Buying Cable in Connecticut had some oddball novelty to me, and the 1997 comp of their early tracks was used and is raw as hell, so that was a yes, and I didn’t even know Patton Oswalt had a new record, but there it was. Since on his last special, he was talking all about his wife being pregnant, I figured this would be his “I have a kid now” material (every comic has it), and sure enough, it is. Still good. The Reverend Bizarre and Aldebaran discs were impulse buys — I grabbed the Aldebaran with all the forethought of snatching a pack of Reese’s on the way out of the grocery store — but reckless abandon is no fun if it’s not actually reckless, so there you go.

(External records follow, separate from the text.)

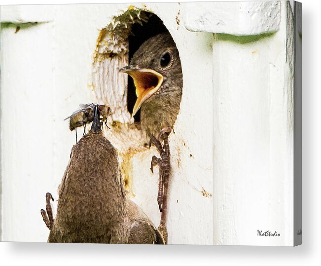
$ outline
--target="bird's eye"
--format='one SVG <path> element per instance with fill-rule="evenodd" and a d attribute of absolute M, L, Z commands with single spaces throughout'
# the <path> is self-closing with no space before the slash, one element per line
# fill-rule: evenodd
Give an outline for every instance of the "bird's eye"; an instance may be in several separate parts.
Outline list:
<path fill-rule="evenodd" d="M 162 68 L 165 68 L 168 66 L 172 61 L 172 55 L 167 52 L 164 54 L 161 57 L 160 64 Z"/>

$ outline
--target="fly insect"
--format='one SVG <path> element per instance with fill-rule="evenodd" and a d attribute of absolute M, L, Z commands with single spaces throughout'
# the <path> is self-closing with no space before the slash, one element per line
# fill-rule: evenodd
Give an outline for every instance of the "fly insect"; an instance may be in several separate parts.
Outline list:
<path fill-rule="evenodd" d="M 83 126 L 84 132 L 83 136 L 85 135 L 86 124 L 91 123 L 94 120 L 95 107 L 95 105 L 94 104 L 80 104 L 79 105 L 80 109 L 74 112 L 71 115 L 64 119 L 64 120 L 65 120 L 69 118 L 70 119 L 69 129 L 71 131 L 72 131 L 74 129 L 76 131 L 76 143 L 77 142 L 77 128 L 81 126 Z M 101 112 L 101 115 L 103 116 L 102 118 L 100 118 L 102 119 L 102 126 L 103 126 L 103 122 L 105 121 L 105 125 L 109 128 L 107 126 L 107 118 L 108 116 L 111 114 L 110 107 L 105 105 L 100 105 L 98 106 L 98 109 Z"/>

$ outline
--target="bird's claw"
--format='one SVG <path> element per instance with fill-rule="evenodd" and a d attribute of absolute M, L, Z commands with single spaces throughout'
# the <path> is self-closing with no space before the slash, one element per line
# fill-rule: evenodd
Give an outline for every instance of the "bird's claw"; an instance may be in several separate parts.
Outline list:
<path fill-rule="evenodd" d="M 170 127 L 166 127 L 162 129 L 159 133 L 158 138 L 161 138 L 164 141 L 164 147 L 162 146 L 160 141 L 153 136 L 150 138 L 149 141 L 149 147 L 151 146 L 152 144 L 155 145 L 161 157 L 159 158 L 156 156 L 153 156 L 150 163 L 150 170 L 152 172 L 153 172 L 153 168 L 155 165 L 158 165 L 159 167 L 157 203 L 159 207 L 159 211 L 162 214 L 162 219 L 163 221 L 166 220 L 167 189 L 171 171 L 170 153 L 168 137 L 168 133 L 171 131 L 172 128 Z"/>
<path fill-rule="evenodd" d="M 44 222 L 46 226 L 49 228 L 49 230 L 51 230 L 54 222 L 53 215 L 52 213 L 52 207 L 51 207 L 51 204 L 50 204 L 50 200 L 53 201 L 54 198 L 52 197 L 51 193 L 48 192 L 46 193 L 46 212 L 43 209 L 41 209 L 40 210 L 41 216 L 42 216 L 43 222 Z"/>

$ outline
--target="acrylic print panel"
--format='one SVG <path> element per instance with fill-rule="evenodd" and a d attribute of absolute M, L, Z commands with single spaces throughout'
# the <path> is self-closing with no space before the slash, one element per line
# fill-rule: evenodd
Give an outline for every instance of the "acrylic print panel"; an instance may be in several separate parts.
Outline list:
<path fill-rule="evenodd" d="M 1 241 L 300 244 L 300 8 L 1 6 Z"/>

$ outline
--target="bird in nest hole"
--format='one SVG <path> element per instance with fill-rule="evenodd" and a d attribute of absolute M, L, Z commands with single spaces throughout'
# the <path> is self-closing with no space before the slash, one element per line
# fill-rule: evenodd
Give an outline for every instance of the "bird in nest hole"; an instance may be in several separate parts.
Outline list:
<path fill-rule="evenodd" d="M 160 158 L 153 156 L 150 170 L 153 172 L 153 166 L 159 166 L 157 202 L 162 215 L 158 229 L 167 238 L 171 171 L 168 137 L 178 113 L 183 86 L 178 51 L 171 35 L 162 33 L 146 40 L 135 53 L 129 65 L 120 71 L 133 78 L 136 87 L 137 100 L 132 115 L 141 109 L 141 129 L 150 138 L 149 147 L 155 145 L 160 155 Z"/>
<path fill-rule="evenodd" d="M 171 35 L 162 33 L 146 40 L 120 71 L 134 80 L 137 100 L 132 115 L 141 109 L 142 130 L 151 137 L 165 127 L 173 128 L 179 110 L 183 76 Z"/>

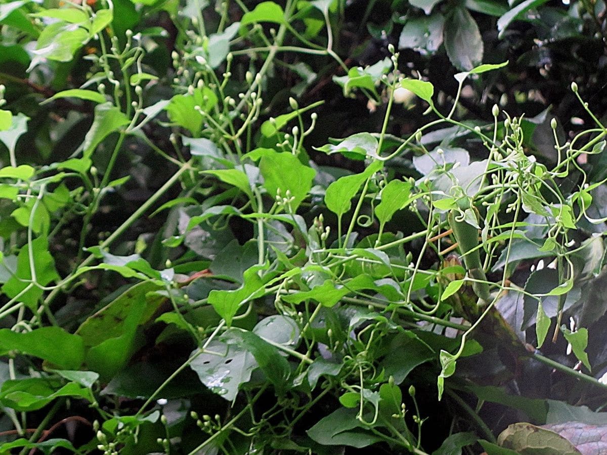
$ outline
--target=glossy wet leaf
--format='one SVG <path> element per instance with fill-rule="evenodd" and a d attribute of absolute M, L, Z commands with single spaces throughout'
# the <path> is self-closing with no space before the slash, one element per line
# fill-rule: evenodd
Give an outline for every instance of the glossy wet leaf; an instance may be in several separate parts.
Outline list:
<path fill-rule="evenodd" d="M 583 327 L 575 332 L 572 332 L 565 326 L 562 329 L 563 335 L 571 345 L 571 348 L 573 350 L 573 353 L 575 354 L 575 357 L 584 364 L 586 368 L 590 370 L 588 354 L 586 352 L 586 348 L 588 346 L 588 329 Z"/>
<path fill-rule="evenodd" d="M 208 352 L 198 355 L 190 363 L 209 390 L 228 401 L 234 401 L 241 384 L 248 382 L 257 366 L 253 355 L 237 343 L 237 339 L 228 332 L 207 346 Z M 192 355 L 198 354 L 196 349 Z"/>
<path fill-rule="evenodd" d="M 291 367 L 279 349 L 247 330 L 235 329 L 234 335 L 238 344 L 255 357 L 257 366 L 274 385 L 276 394 L 283 395 L 290 385 Z"/>
<path fill-rule="evenodd" d="M 316 387 L 319 379 L 322 376 L 333 377 L 339 374 L 344 365 L 342 363 L 329 362 L 318 357 L 315 359 L 312 365 L 308 368 L 308 383 L 313 390 Z"/>
<path fill-rule="evenodd" d="M 89 369 L 107 380 L 124 367 L 137 345 L 137 329 L 149 322 L 163 299 L 151 295 L 161 288 L 140 283 L 85 320 L 76 331 L 86 349 Z"/>
<path fill-rule="evenodd" d="M 0 142 L 3 142 L 9 151 L 15 151 L 17 141 L 27 131 L 27 122 L 29 120 L 29 117 L 19 113 L 13 116 L 13 121 L 10 128 L 4 131 L 0 130 Z"/>
<path fill-rule="evenodd" d="M 411 49 L 425 53 L 433 53 L 443 44 L 445 19 L 442 14 L 408 18 L 398 39 L 398 49 Z"/>
<path fill-rule="evenodd" d="M 399 334 L 390 342 L 390 349 L 380 365 L 395 384 L 402 383 L 415 367 L 436 359 L 428 343 L 411 332 Z"/>
<path fill-rule="evenodd" d="M 264 318 L 253 328 L 253 333 L 259 337 L 291 347 L 299 343 L 300 331 L 293 318 L 282 314 Z"/>
<path fill-rule="evenodd" d="M 53 371 L 67 380 L 76 382 L 83 387 L 92 387 L 99 379 L 99 375 L 94 371 L 78 371 L 69 369 L 55 369 Z"/>
<path fill-rule="evenodd" d="M 357 409 L 337 409 L 308 430 L 308 436 L 323 445 L 347 445 L 358 448 L 382 440 L 356 419 L 357 413 Z"/>

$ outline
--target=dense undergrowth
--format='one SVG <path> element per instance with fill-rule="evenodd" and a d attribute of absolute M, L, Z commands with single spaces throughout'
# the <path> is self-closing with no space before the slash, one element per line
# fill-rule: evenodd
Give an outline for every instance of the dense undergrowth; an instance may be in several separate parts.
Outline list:
<path fill-rule="evenodd" d="M 0 2 L 0 453 L 593 453 L 604 14 Z"/>

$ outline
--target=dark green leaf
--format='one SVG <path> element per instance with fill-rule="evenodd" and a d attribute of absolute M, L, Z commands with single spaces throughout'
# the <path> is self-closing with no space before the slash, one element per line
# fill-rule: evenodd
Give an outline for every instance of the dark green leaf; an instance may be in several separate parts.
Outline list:
<path fill-rule="evenodd" d="M 356 419 L 357 413 L 356 409 L 338 409 L 308 430 L 308 436 L 323 445 L 347 445 L 358 448 L 383 440 Z"/>
<path fill-rule="evenodd" d="M 532 8 L 536 8 L 541 5 L 543 5 L 548 0 L 525 0 L 517 5 L 514 8 L 510 8 L 503 16 L 497 21 L 497 30 L 500 32 L 499 38 L 502 38 L 504 32 L 510 25 L 510 22 L 515 21 L 521 17 Z"/>
<path fill-rule="evenodd" d="M 483 39 L 478 25 L 465 8 L 453 8 L 445 20 L 445 49 L 453 66 L 470 71 L 483 60 Z"/>

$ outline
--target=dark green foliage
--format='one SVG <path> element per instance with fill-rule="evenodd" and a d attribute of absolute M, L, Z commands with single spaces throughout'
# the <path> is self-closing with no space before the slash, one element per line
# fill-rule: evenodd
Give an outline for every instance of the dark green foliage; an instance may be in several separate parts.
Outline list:
<path fill-rule="evenodd" d="M 605 425 L 604 4 L 0 2 L 0 453 Z"/>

The Patient Mrs. — bless her heart — had come in a few moments prior to collect me so we could make our way back south to Jersey, but as we were leaving, the dudes behind the counter informed that they’ll be doing a special Black Friday sale post-Thanksgiving, opening at 6AM with markdowns on new and used CDs and vinyl — which, at this point, takes up a good deal of the room they have. Turns out I’ll be up that way for the holiday, so if I’m not all drowned out in vino and tryptophan, I may just make that happen for myself. Seems like it could be fun, anyway.

More info on that and the store is here, if you’re interested. I’ll spare you the lecture on preserving independent record-buying culture, because I think you probably know it by now, but anyway, they do good work.